Mitsinjo : Slam addict !
10 novembre 2024 // Littérature // 5434 vues // Nc : 178

Mitsinjo, un nom qui évoque l'anticipation, est une jeune poétesse et slameuse malgache dont la plume et la voix ne laissent personne indifférent. Étudiante et passionnée d'art oratoire, elle utilise le slam comme un moyen de sensibiliser et d'éveiller les consciences à travers des textes bruts et percutants.

Sur scène, Mitsinjo aborde des thèmes variés. Bien qu'elle explore parfois des sujets personnels, elle choisit de ne pas les partager en direct lorsqu’ils sont trop chargés d'émotions. « Quand cela me procure trop d'émotions, je préfère le publier sur ma page Facebook, mais jamais sur scène. J’y apporte plutôt un personnage », explique-t-elle. Ses textes touchent à des sujets universels comme l'amour, mais elle préfère les textes agressifs, ceux qui conscientisent et sensibilisent sur les problèmes sociaux. « L’émotion qui m’inspire le plus est la colère. Je m’exprime dans mes textes, et je prends vraiment le temps de travailler dessus en jouant avec les figures de style. » Pour Mitsinjo, l’inspiration se divise en deux parties. Parfois, elle arrive spontanément, la réveillant même en pleine nuit, et elle se met à écrire tout ce qui lui traverse l’esprit. D’autres fois, un thème lui est imposé et elle doit alors prendre le temps de trouver la meilleure manière de l’aborder, en travaillant méticuleusement sur les figures de style. Elle jongle entre le français et le malgache, chaque langue apportant une nuance différente à ses œuvres : « Il y a des textes très psycho où je suis à l’aise avec le français. Mais pour d’autres, la langue malgache s’impose naturellement. »

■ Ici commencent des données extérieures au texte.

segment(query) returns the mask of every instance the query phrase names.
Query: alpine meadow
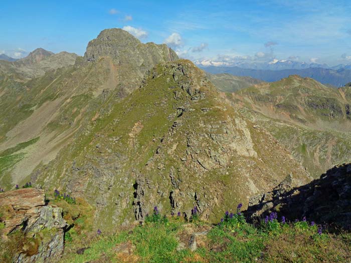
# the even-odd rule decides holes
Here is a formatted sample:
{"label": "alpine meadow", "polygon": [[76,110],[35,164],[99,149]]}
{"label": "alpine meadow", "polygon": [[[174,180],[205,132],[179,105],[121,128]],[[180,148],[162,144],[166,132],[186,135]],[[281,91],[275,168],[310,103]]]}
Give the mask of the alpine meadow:
{"label": "alpine meadow", "polygon": [[351,3],[174,4],[0,5],[0,262],[351,263]]}

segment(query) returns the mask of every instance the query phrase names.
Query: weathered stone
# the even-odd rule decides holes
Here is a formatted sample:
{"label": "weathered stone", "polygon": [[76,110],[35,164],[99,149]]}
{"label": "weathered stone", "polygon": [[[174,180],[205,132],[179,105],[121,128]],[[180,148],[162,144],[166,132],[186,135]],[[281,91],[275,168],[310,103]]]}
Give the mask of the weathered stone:
{"label": "weathered stone", "polygon": [[44,190],[23,188],[0,193],[0,206],[10,204],[16,209],[28,209],[45,204]]}
{"label": "weathered stone", "polygon": [[62,208],[45,205],[44,190],[25,188],[0,194],[0,207],[12,207],[10,218],[3,219],[5,228],[0,231],[5,240],[15,230],[30,236],[34,248],[23,248],[14,255],[13,262],[44,262],[59,256],[63,251],[64,229],[67,223]]}
{"label": "weathered stone", "polygon": [[306,216],[310,221],[351,229],[349,166],[335,166],[319,179],[299,187],[292,187],[295,179],[289,175],[261,200],[251,198],[246,214],[254,218],[275,211],[291,220]]}
{"label": "weathered stone", "polygon": [[208,231],[203,231],[193,233],[189,240],[189,249],[191,251],[195,251],[198,248],[198,243],[204,241],[204,237],[206,237],[208,232]]}

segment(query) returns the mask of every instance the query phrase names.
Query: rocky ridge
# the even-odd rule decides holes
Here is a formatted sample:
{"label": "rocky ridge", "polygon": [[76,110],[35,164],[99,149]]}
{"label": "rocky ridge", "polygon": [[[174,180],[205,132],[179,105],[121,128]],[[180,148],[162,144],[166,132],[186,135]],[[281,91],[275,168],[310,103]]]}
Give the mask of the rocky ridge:
{"label": "rocky ridge", "polygon": [[287,178],[272,191],[252,198],[247,214],[262,217],[272,212],[293,221],[310,221],[351,229],[351,164],[336,166],[300,187]]}
{"label": "rocky ridge", "polygon": [[0,208],[3,242],[7,241],[5,245],[10,246],[17,242],[19,246],[11,251],[13,262],[47,262],[61,255],[67,223],[62,208],[45,204],[43,190],[0,193]]}
{"label": "rocky ridge", "polygon": [[256,84],[228,97],[318,178],[330,167],[351,161],[350,91],[294,75]]}
{"label": "rocky ridge", "polygon": [[[108,41],[98,38],[93,42],[100,41],[101,49],[91,44],[87,48],[87,56],[96,58],[93,62],[75,57],[66,67],[49,70],[53,62],[59,64],[71,54],[48,54],[30,66],[45,70],[44,76],[28,80],[26,74],[15,71],[0,76],[3,187],[25,183],[22,181],[37,166],[54,158],[83,127],[90,127],[92,120],[107,114],[121,98],[137,89],[146,70],[177,58],[165,45],[143,44],[123,30],[104,31],[100,37],[106,34]],[[106,51],[108,45],[113,49]]]}
{"label": "rocky ridge", "polygon": [[218,220],[233,202],[247,204],[290,173],[300,184],[310,180],[203,71],[179,60],[149,70],[139,89],[92,121],[32,178],[49,191],[59,185],[87,199],[98,226],[108,228],[142,220],[155,205],[185,217],[196,205],[203,219]]}

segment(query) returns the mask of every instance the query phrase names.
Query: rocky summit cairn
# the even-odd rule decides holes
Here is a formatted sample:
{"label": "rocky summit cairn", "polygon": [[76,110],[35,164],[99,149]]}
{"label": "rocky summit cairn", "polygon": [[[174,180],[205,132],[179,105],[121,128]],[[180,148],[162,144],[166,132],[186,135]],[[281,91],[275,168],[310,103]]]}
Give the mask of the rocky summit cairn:
{"label": "rocky summit cairn", "polygon": [[0,193],[0,216],[2,241],[23,245],[14,251],[13,262],[46,262],[62,252],[67,223],[62,208],[46,205],[44,190],[24,188]]}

En effet, c'est en 2022 que Mitsinjo fait ses débuts sur scène lors d'une performance au CRAAM à Ankatso. Ce moment marque le début de son aventure dans le slam-poésie, bien que l’écriture a toujours été présent. Depuis 2015, elle remplissait des carnets de pensées et de poèmes, notamment pour sa mère lors des fêtes. Mais c'est en rencontrant une amie partageant la même admiration pour le célèbre slameur Épistolier, qu'elle découvre véritablement l'univers du slam. « Elle m’a parlé de ce monde, et je l’ai convaincue de m’emmener avec elle à une scène ouverte. En juillet 2022, j’ai décidé de monter sur scène parce que je trouvais ça trop bien ! » Sa première prestation fut stressante, mais malgré cela, elle a su faire face et s'en sortir avec brio. Depuis ce jour, elle ne s'est plus arrêtée. « C'est devenu comme une drogue », confie-t-elle. Toujours active, Mitsinjo participe aux scènes ouvertes organisées par Madagaslam dans des lieux emblématiques d'Antananarivo comme l'IFM, le CGM, ou encore l'AFT. Elle s’essaie également aux tournois, continuant de perfectionner son art tout en apprenant de chaque expérience.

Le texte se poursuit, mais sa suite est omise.